In the first phase, from April 28 to September 9, it was seen that broader indices outperform the Sensex because of large participation by retail investors in the mid- and small-cap stocks.

THE key indices are showing signs of vertigo. Though the BSE Sensex and the S&P CNX Nifty finished last week in the green, the broader indices showed much more resilience in scaling newer heights.

Going by the favourable advance-decline ratio and emerging preference of retain interest for mid-cap stocks, this week the broader indices are likely to outperform the benchmark indices. As FIIs applied brakes on their flows, the market turned cautious about the Sensex and Nifty baskets.

The FIIs were net buyers last week, but the last two sessions saw their net investment figure droop. From the highest net investment figure of Rs 598 crore on last Wednesday, their net figure slipped to Rs 134 crore on Friday.

In the derivatives segment too - both in index futures and stock futures — FIIs sold more than they bought. The mutual funds finished net negative, indicating continuation of their profit taking spree.

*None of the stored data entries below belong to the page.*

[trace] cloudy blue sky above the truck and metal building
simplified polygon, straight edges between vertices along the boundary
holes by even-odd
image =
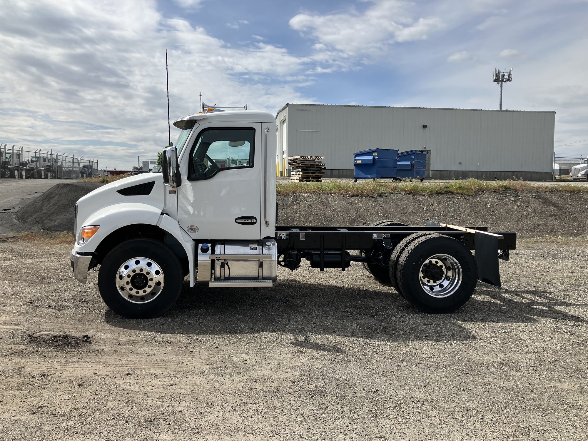
[[[586,0],[125,2],[0,8],[0,142],[130,168],[205,102],[556,111],[556,152],[588,155]],[[175,131],[175,129],[172,129]],[[172,138],[175,134],[172,134]]]

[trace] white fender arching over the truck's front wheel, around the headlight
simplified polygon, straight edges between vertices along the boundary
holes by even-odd
[[[75,232],[74,250],[82,253],[93,252],[98,248],[100,242],[113,231],[135,223],[157,225],[159,216],[161,216],[161,209],[146,203],[125,202],[106,206],[93,212],[85,220],[78,220],[79,227]],[[92,239],[83,245],[78,245],[79,229],[88,225],[99,225],[100,228]]]

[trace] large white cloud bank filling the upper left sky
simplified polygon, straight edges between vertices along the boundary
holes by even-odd
[[[307,60],[270,44],[233,49],[154,2],[44,0],[0,9],[0,139],[131,167],[168,143],[172,121],[197,112],[199,92],[225,105],[275,111],[301,95]],[[172,137],[176,129],[172,126]]]

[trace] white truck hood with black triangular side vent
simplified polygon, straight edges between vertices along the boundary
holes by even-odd
[[[109,205],[139,202],[163,210],[163,175],[141,173],[101,186],[78,200],[76,232],[92,213]]]

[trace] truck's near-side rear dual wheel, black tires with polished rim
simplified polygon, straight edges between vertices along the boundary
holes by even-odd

Incidentally, five stocks - ONGC, Bharti Tele, HDFC Bank, Tata Power and Wipro - would make entries into the Sensex basket this week replacing Nestle, Glaxo, HCL Tech, Colgate and Castrol.

This change in complexion may smother a possible downward correction in the Sensex. Some quarters suggest that the Sensex may shed 5 to 6 per cent in the next few weeks.

In the derivatives segment, the volume based put-call ratio (at 0.29) still signalled bullish disposition of the market at the close of the week.

It is interesting to note that the seven-month-old rally has witnessed three distinct phases of playing with different baskets of stocks by the investing community. In the first phase, from April 28 to September 9, it was seen that broader indices outperform the Sensex because large participation by retail investors in the mid- and small-cap stocks.

From September 10 to 19, saw a phase of correction when the Sensex along with other indices slumped. In the second leg of the bull run resumed again from September 19. In this phase, the Sensex gradually overtook the other indices as FIIs moved in a big way for the heavyweights. A third leg seems to have begun from November 4, which indicate a role reversal among the indices, as small investors, who went over to sidelines in the second phase, are showing indications of a return.

In the first phase, the Sensex moved up by around 54 per cent, while the BSE-500 progressed by around 69 cent. In the second phase, the Sensex notched up a gain of about 25 per cent compared with around 24 per cent of the BSE-500.

But in the current phase, the Sensex declined by 3.18 per cent, when the broader index slid by just 0.29 per cent.